His goal was to become a professor in a university in Venezuela. So he decided to get a PhD in the United States, like his brother Isaac had done. “I basically looked at California institutions, because growing up in Venezuela and not being ever outside Venezuela, I was scared to death about snow and winter,” he said in an interview. He applied to Stanford, and was accepted into their electrical engineering PhD program.
Reif grew up speaking a combination of Yiddish and Spanish at home, and spoke very little English when he began studying in Stanford in 1974. “I couldn’t understand anything of what the lecturer said in class. I wrote the sound that I heard, and then I would go home and read the sound, try to figure out what on earth he or she was talking about. I had no idea,” he explained.
Nonetheless, he completed his PhD, and stayed in Stanford for a year to do research. When the year was up, he began to tell everyone he was moving back to Venezuela in the fall, still intending to pursue a career in academia in his home country.
But while attending a conference, he bumped into a colleague who had left Stanford for MIT. He learned that MIT was looking for a faculty member in his field, and his colleague asked him if he would be interested. Another MIT professor began to recruit Reif, who insisted that he at least interview for the position. “I had seen pictures of the great Massachusetts Blizzard of 1978. I wanted to go back to the warmth of Venezuela, in every sense,” Reif explained.
His brother Benjamin was doing a PhD in MIT at the time, so Reif decided he could go visit him and interview at the same time. “So I came, I spent a day here, and I realized – “This is it!” he said. They made him an offer, and he accepted immediately. On his first day, Benjamin escorted him to his faculty office. Reif hasn’t left MIT since.

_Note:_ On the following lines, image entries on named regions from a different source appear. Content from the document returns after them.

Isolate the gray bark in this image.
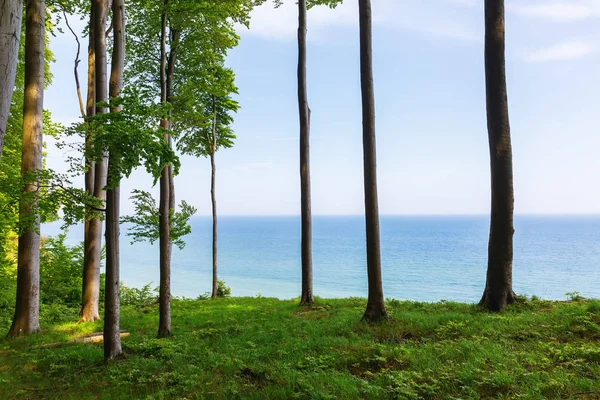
[0,0,23,156]
[298,0,314,306]
[480,0,515,311]
[79,0,101,321]
[104,0,125,359]
[8,0,46,337]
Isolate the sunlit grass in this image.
[0,298,600,399]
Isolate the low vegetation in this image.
[0,291,600,399]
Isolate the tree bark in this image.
[79,0,100,321]
[81,0,108,321]
[0,0,23,156]
[358,0,389,322]
[158,0,172,338]
[104,0,125,359]
[210,95,219,299]
[480,0,515,311]
[298,0,314,306]
[8,0,46,337]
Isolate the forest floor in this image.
[0,298,600,399]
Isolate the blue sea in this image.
[42,216,600,302]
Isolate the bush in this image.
[119,282,158,307]
[217,281,231,297]
[40,233,83,307]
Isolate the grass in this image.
[0,298,600,399]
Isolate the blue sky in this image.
[45,0,600,215]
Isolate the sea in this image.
[42,215,600,302]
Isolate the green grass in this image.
[0,298,600,399]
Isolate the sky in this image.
[45,0,600,215]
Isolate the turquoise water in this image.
[43,216,600,302]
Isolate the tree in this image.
[0,0,23,156]
[128,0,263,337]
[81,0,102,321]
[298,0,314,306]
[479,0,515,311]
[104,0,125,359]
[358,0,389,322]
[8,0,46,337]
[80,0,109,321]
[175,62,239,299]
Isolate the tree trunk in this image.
[358,0,389,322]
[210,95,219,299]
[79,0,100,321]
[298,0,314,306]
[480,0,515,311]
[81,0,108,321]
[8,0,46,337]
[158,0,172,338]
[104,183,122,360]
[104,0,125,359]
[0,0,23,156]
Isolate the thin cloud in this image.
[239,0,481,42]
[508,0,600,22]
[522,41,595,62]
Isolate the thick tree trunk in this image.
[104,0,125,359]
[480,0,515,311]
[298,0,314,306]
[0,0,23,156]
[79,0,100,321]
[158,0,172,338]
[358,0,389,322]
[81,0,108,321]
[158,120,171,337]
[8,0,46,337]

In an interview years later, Reif laughed when asked if MIT was always his end goal, saying: “MIT was a dream, not the end goal. As a college student in Venezuela, MIT faculty wrote some of my textbooks. We didn’t have money to buy textbooks, so I just borrowed them from the library, but they only had one or two for students and we could only borrow them for a day or two. So for me, taking a book written by someone at MIT was like touching the Bible for a religious person.” “I never imagined that I could end up in this place,” he added. One of Reif’s projects has been to create digital education tools so that people like himself, who are in Venezuela and all over the world, can directly access an MIT professor’s course.
From 1990 to 1999, Reif directed MIT’s Microsystems Technology Laboratories. From 1999 to 2004, he served as associate head of the Department of Electrical Engineering and Computer Science—MIT’s largest academic department. He then chaired the department before becoming provost in 2005. In 2012, he became the University’s 17th President.

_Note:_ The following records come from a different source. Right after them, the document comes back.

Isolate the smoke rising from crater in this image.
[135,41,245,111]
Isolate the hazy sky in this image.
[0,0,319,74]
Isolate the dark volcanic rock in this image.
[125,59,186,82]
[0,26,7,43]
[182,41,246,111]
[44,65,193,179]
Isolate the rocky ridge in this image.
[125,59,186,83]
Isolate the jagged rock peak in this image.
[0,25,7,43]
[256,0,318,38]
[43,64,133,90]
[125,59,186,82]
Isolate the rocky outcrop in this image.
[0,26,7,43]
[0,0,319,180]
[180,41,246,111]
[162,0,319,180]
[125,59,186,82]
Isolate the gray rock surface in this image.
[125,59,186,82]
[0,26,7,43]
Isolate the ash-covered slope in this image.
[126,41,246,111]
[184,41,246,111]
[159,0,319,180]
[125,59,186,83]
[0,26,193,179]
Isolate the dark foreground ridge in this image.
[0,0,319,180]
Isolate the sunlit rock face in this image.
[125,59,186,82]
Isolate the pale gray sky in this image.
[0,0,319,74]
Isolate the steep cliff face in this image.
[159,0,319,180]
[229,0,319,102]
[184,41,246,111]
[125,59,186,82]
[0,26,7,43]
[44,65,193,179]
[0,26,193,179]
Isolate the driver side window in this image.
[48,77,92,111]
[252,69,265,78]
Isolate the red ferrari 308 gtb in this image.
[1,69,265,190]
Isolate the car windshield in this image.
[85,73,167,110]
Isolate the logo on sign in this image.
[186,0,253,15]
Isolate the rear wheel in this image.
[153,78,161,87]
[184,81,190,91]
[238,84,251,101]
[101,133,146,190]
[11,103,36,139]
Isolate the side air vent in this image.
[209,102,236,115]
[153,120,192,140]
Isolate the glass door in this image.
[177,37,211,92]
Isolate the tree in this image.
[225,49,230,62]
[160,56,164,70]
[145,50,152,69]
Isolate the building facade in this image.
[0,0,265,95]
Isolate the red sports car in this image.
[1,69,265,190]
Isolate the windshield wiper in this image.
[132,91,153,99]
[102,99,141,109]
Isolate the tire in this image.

When reflecting on his experiences and successes, “I think about my parents, I feel strongly how important it is to be humble and respectful to those who have not been lucky enough to have the same opportunities,” Reif said. Additionally, he thinks of the power of inspiration and of having a role model. “If it weren’t for my brother Isaac, I would not have been able to fulfill the dreams my parents had for us. But he was my role model. I did what he did. He inspired me and showed me the way. And he did the same for Benjamin – his older brother! And the three of us did what we did under the inspiration of our oldest brother, Elias, who helped support our parents and supported us morally and ethically in every way he could,” he added.

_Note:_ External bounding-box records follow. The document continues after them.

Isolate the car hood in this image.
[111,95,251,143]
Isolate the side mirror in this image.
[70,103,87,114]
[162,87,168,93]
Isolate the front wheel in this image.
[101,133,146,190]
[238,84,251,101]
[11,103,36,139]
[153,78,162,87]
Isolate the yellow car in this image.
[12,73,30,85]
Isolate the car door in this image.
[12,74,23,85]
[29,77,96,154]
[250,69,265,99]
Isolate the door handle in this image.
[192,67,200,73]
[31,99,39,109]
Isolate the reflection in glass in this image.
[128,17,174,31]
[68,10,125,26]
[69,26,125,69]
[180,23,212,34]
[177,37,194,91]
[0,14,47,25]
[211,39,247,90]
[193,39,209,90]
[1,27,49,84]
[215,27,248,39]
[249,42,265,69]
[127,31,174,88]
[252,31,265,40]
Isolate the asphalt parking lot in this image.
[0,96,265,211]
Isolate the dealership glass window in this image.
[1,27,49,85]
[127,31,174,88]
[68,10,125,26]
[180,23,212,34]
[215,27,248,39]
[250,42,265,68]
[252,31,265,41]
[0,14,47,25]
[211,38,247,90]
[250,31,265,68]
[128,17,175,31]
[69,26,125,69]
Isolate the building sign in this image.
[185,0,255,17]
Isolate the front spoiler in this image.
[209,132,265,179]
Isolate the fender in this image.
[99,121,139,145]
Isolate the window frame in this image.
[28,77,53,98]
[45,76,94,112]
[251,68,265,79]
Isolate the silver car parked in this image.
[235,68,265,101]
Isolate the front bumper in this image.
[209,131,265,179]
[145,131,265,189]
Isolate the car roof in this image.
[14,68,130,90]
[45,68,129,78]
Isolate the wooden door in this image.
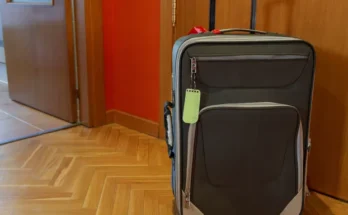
[0,0,77,122]
[175,0,210,39]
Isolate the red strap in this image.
[189,26,207,34]
[211,29,221,34]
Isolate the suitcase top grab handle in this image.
[213,28,267,34]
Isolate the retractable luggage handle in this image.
[164,102,174,158]
[209,0,260,34]
[212,28,267,34]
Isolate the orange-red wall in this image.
[103,0,160,122]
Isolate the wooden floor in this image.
[0,80,69,144]
[0,125,348,215]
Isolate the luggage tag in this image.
[183,58,201,124]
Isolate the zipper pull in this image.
[191,57,197,89]
[185,192,191,209]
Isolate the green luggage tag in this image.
[183,89,201,124]
[183,57,201,124]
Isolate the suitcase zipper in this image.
[184,102,304,208]
[191,55,308,61]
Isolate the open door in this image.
[0,0,77,122]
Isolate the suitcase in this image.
[164,1,315,215]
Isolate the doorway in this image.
[0,1,77,145]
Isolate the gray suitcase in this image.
[165,1,315,215]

In a recent New York Times op-ed, Reif explained the importance of foreign students to the United States, calling America’s heterogeneity and ability to draw the best and brightest from all over the world the very strength its competitors envy most. Reflecting on his own experience in coming to America as a foreign student in 1974, Reif concluded: “I found a culture of openness, boldness, ingenuity and meritocracy — a culture which taught me that in coming to America, I had truly come home.”